Thanks for clearing that up.

Which languages or implementations of languages directly interpret the AST without the intermediary bytecode compilation?

I know Python, Java and JavaScript (V8 and SpiderMonkey) all compile to bytecode first probably to speed up subsequent runs and run some optimisations on the bytecode.

What other benefits are there to compiling to bytecode first vs directly interpreting the AST?

One major benefit of compiling to bytecode first is that bytecode is a more convenient shared source of truth.

For example, SpiderMonkey has two interpreter and two compiler tiers. The output of the parser is bytecode. We can interpret it immediately, and it's a convenient input to the compilers. It also simplifies transitions between tiers: for example, when we bail out of Warp, we resume at a specific bytecode offset in the baseline interpreter.

I'm not sure how you would resume at a particular point in the execution of an AST-based interpreter without agreeing on a linearized traversal of the AST, which is 90% of the way to bytecode.

Perl is a tree based interpreter. It's not exactly an AST anymore but the time it's being executed, but close enough.

If you compile to AST and walk that then your portability is at the source level; you have to send the source over the wire; each target then needs a parser+walker and each target needs to parse+walk. If you compile to bytecode you can send bytecode over the wire and then simply interpret that bytecode.

Portability. Say I wanted to make language X run on all platforms, but I didn't actually care about compiling it on all platforms.
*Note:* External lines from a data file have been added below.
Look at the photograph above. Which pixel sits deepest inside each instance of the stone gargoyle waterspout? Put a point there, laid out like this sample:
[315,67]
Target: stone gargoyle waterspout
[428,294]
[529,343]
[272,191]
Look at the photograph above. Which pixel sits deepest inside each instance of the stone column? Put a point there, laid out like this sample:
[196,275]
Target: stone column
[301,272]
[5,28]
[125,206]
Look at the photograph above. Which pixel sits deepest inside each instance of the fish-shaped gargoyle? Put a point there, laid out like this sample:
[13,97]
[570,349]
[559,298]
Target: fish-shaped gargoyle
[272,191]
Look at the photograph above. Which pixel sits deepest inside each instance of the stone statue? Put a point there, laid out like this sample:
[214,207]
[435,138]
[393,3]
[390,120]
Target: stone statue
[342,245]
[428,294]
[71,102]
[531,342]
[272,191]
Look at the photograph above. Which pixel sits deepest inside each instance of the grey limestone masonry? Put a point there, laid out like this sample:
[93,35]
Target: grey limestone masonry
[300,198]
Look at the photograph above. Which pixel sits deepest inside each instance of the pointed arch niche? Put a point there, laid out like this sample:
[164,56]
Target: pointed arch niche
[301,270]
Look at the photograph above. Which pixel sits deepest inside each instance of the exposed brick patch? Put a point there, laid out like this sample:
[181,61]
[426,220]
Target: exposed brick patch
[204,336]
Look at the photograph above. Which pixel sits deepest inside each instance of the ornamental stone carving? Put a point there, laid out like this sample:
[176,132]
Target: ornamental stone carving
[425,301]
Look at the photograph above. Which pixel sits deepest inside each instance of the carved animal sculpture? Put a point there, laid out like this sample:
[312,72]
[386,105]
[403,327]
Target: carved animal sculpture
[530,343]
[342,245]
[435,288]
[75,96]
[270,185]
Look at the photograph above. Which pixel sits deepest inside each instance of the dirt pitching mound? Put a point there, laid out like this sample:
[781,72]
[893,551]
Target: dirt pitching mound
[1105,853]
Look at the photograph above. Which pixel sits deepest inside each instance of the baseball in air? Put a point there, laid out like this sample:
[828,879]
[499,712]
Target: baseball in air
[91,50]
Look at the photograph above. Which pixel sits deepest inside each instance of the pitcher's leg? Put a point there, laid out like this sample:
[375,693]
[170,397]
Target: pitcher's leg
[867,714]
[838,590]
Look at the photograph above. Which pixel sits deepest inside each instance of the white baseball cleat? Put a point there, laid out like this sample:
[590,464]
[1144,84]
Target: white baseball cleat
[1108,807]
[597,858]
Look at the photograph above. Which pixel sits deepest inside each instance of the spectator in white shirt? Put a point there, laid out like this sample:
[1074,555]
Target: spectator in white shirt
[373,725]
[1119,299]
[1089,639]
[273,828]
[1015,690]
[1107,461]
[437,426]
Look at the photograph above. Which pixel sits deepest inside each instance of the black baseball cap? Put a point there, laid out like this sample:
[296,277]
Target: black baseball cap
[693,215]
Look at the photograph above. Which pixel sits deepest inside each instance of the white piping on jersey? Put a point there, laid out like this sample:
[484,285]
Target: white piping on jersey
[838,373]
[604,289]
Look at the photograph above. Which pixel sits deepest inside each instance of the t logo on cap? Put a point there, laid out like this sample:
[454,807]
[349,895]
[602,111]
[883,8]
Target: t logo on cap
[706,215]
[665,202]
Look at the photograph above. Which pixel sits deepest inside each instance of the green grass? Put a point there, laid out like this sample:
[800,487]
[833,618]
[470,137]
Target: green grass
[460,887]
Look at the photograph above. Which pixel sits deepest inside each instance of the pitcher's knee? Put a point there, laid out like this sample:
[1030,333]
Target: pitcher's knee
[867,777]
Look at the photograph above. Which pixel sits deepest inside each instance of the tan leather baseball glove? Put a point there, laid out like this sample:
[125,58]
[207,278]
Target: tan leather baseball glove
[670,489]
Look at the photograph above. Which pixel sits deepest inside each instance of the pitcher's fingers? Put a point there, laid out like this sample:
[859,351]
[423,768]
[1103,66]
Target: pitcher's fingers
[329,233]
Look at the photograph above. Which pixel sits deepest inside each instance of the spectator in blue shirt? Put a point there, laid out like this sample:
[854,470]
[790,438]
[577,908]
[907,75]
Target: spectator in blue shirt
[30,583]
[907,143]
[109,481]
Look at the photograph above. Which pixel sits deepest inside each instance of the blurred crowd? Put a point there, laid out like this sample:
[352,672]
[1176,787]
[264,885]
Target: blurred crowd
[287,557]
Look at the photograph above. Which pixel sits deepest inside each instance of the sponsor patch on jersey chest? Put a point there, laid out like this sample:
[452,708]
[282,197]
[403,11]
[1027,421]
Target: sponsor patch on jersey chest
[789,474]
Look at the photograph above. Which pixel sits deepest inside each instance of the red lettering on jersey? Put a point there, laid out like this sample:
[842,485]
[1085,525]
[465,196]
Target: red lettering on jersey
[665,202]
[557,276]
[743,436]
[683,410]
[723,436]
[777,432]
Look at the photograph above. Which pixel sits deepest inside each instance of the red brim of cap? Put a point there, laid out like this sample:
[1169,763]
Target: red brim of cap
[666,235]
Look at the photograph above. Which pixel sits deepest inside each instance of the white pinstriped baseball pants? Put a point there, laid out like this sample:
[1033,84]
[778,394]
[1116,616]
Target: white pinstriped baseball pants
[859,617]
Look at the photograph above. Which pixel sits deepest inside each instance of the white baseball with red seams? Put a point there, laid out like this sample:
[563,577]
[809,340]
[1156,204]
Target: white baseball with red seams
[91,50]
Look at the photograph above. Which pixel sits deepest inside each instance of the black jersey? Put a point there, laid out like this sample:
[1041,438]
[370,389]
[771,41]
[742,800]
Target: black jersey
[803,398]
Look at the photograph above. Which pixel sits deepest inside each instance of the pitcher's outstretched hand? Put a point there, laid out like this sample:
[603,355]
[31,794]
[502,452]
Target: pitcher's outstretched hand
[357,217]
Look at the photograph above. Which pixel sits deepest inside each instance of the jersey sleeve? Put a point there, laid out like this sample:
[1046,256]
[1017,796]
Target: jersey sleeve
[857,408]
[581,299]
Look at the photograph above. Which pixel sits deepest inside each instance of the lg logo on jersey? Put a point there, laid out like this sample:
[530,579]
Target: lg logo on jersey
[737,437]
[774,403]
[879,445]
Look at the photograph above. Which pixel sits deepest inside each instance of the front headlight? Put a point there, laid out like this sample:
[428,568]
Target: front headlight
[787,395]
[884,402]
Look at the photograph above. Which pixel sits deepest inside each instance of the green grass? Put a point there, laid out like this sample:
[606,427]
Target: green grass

I can just write a relatively simple VM for each platform. This is one of the reasons Java was and still kinda is so ubiquitous

  • Wouldn't writing an interpreter for each platform be less work and achieve the same goal as writing a VM for each platform?

    Edit: ^Aside from being able to execute the bytecode on any platform

    • Why would it be less work? The interpreter will need to implement whatever operations a VM can perform, so a priori it's at least as much work. Bonus, if you can bootstrap the source->bytecode process, then you only need to write (and compile) that once to get a full-fledged interpreter on every host with a VM

    • As others mentioned, source code should be distributed that way, and I think creating a simple VM is easier than a simple language parser. But of course, an optimizing one can be really quite complex in both cases.

Gambit Scheme, CLISP, CMUCL are capable of interpreting ASTs, and I believe (although I'm not 100% sure) that this is the case for Lispworks and Allegro CL as well. Also, Ruby until version 1.8.